Closing the gap, the book stresses, "is less about software than about management culture" (Ch2 §2.4.2). It looks like review meetings that interrogate data rather than rubber-stamp it; supervisors who respond to what the data show; and visible local benefit, so a facility that reports well sees its own stockouts fall or its own coverage rise. Ethiopia's Information Revolution is the continental reference attempt to institutionalize exactly this. One of the transformation agendas of Ethiopia's health-sector plans, it combines digitization (HMIS/DHIS2, EMRs, the eCHIS community platform) with an explicit cultural goal — routine use of data for decision-making at every level — and defines staged "model" status that a facility earns by demonstrating data use, not just data entry (Case Box 2.1). It treats data use as the outcome, digitization as the means, and verification as the enforcement.

The caution is equally important: maturity models "can decay into checkbox exercises," and the difference is sustained supervision and consequence. For you, the practical takeaway is a mindset.

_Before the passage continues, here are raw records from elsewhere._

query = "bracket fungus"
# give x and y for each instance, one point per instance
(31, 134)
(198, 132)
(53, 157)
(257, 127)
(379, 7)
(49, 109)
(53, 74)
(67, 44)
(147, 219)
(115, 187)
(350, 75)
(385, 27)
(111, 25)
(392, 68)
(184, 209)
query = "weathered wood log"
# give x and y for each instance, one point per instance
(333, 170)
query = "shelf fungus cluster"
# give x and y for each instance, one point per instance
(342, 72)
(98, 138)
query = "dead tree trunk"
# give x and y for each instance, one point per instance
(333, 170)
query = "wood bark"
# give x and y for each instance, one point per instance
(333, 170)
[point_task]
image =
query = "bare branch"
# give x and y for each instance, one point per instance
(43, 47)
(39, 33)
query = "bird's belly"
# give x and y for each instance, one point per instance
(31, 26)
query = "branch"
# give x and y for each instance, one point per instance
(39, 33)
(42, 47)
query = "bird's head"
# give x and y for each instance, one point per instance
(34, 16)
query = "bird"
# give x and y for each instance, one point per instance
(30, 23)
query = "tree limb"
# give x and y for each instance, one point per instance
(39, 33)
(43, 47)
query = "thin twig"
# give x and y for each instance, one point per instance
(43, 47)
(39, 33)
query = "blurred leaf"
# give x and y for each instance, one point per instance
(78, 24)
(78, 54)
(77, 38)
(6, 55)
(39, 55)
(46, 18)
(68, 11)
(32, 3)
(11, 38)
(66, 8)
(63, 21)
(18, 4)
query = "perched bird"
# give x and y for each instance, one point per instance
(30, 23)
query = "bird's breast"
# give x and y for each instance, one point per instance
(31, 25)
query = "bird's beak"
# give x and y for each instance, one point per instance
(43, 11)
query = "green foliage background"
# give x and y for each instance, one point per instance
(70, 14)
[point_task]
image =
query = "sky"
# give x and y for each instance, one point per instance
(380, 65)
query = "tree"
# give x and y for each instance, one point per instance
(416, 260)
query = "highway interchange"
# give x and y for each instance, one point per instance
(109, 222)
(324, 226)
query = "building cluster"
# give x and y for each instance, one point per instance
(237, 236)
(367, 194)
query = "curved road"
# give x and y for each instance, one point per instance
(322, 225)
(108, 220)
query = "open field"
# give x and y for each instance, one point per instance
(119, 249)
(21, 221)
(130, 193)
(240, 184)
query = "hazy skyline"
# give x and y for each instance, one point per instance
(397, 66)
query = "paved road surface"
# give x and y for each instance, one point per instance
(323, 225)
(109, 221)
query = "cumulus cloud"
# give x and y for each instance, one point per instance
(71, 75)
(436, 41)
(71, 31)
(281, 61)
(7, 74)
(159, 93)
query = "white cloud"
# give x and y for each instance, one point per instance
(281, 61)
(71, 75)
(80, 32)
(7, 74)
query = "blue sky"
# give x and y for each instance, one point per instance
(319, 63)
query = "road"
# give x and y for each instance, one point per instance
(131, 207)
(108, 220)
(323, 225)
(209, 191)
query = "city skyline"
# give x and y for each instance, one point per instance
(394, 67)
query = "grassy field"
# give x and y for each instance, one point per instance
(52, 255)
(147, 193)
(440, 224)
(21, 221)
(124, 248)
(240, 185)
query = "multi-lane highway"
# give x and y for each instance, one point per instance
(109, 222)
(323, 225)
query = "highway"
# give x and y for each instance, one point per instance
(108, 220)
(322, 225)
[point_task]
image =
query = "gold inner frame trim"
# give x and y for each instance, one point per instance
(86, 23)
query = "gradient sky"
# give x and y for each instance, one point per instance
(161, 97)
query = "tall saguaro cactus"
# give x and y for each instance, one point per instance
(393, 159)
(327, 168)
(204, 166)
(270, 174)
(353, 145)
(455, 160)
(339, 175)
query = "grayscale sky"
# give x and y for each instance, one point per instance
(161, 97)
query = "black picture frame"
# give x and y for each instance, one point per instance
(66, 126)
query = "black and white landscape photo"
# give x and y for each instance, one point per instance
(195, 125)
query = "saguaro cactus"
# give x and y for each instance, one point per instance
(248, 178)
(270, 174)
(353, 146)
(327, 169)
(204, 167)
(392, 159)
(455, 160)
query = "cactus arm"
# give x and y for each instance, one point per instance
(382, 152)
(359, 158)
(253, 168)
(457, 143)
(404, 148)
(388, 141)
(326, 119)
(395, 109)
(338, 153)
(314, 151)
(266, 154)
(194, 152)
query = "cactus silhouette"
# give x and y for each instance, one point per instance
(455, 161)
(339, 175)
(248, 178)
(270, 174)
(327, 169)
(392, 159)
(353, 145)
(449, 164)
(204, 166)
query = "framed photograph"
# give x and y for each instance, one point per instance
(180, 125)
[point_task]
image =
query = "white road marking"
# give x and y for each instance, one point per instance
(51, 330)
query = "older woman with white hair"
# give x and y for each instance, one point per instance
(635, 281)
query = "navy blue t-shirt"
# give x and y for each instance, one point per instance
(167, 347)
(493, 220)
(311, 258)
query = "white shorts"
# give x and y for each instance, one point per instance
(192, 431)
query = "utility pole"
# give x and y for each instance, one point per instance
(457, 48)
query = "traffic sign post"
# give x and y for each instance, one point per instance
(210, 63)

Every figure you capture, clean, or chart in this course exists to improve a decision somewhere. If you can name the decision, the data has a purpose. If you cannot, you have found a candidate to simplify or stop. The unit of progress is the decision improved.

Figure 1.1.1 — From patient visit to national dashboard: the routine data pathway and where the data-use gap opens

Key terms:

  • Health information system (HIS) — the people, processes, and technologies that collect, manage, and report health data across a health system.
  • Health management information system (HMIS) — the routine system aggregating facility-level service and disease data for management, planning, and reporting.
  • DHIS2 (District Health Information Software 2) — open-source health management information platform, the de facto national HMIS standard across most of Africa.
  • Data-use gap — the failure pattern in which systems succeed in collecting data but fail to change decisions.
  • Information Revolution — Ethiopia's health-sector transformation agenda pairing digitization with a cultural goal of routine data use, verified through facility "model" status.

Knowledge check: Q: What is the difference between an HIS and an HMIS? A: The HIS is the whole information system — all the people, processes, and technologies that collect, manage, and report health data. The HMIS is the part of it that routinely aggregates facility data (service volumes, disease counts, stock levels) for management and planning.

Q: What is the data-use gap? A: It is the pattern where data is collected successfully but is not used to change decisions — dashboards exist but are not consulted, reports flow up but nothing comes back, and data quality erodes because frontline workers see no benefit from reporting.

Q: Ethiopia's Information Revolution awards facilities "model" status. What must a facility demonstrate to earn it, and why does that design matter? A: It must demonstrate actual data use, not just data entry. That matters because it makes use — not mere digitization — the verified outcome, correcting deployments that count devices instead of decisions.

Q: Most African countries already own DHIS2. Why is that significant for someone starting in health data? A: Because the cheapest available win is no longer buying a system but using the one you already have well — making data quality and data use, not procurement, the real frontier.

Summary: A health information system collects, manages, and reports health data; the HMIS — built on DHIS2 across most of Africa — is its routine reporting backbone. The central challenge is the data-use gap: data is collected but not used. Ethiopia's Information Revolution shows the corrective — treat data use as the outcome and verify it — and sets the mindset for this whole course: every number should improve a decision.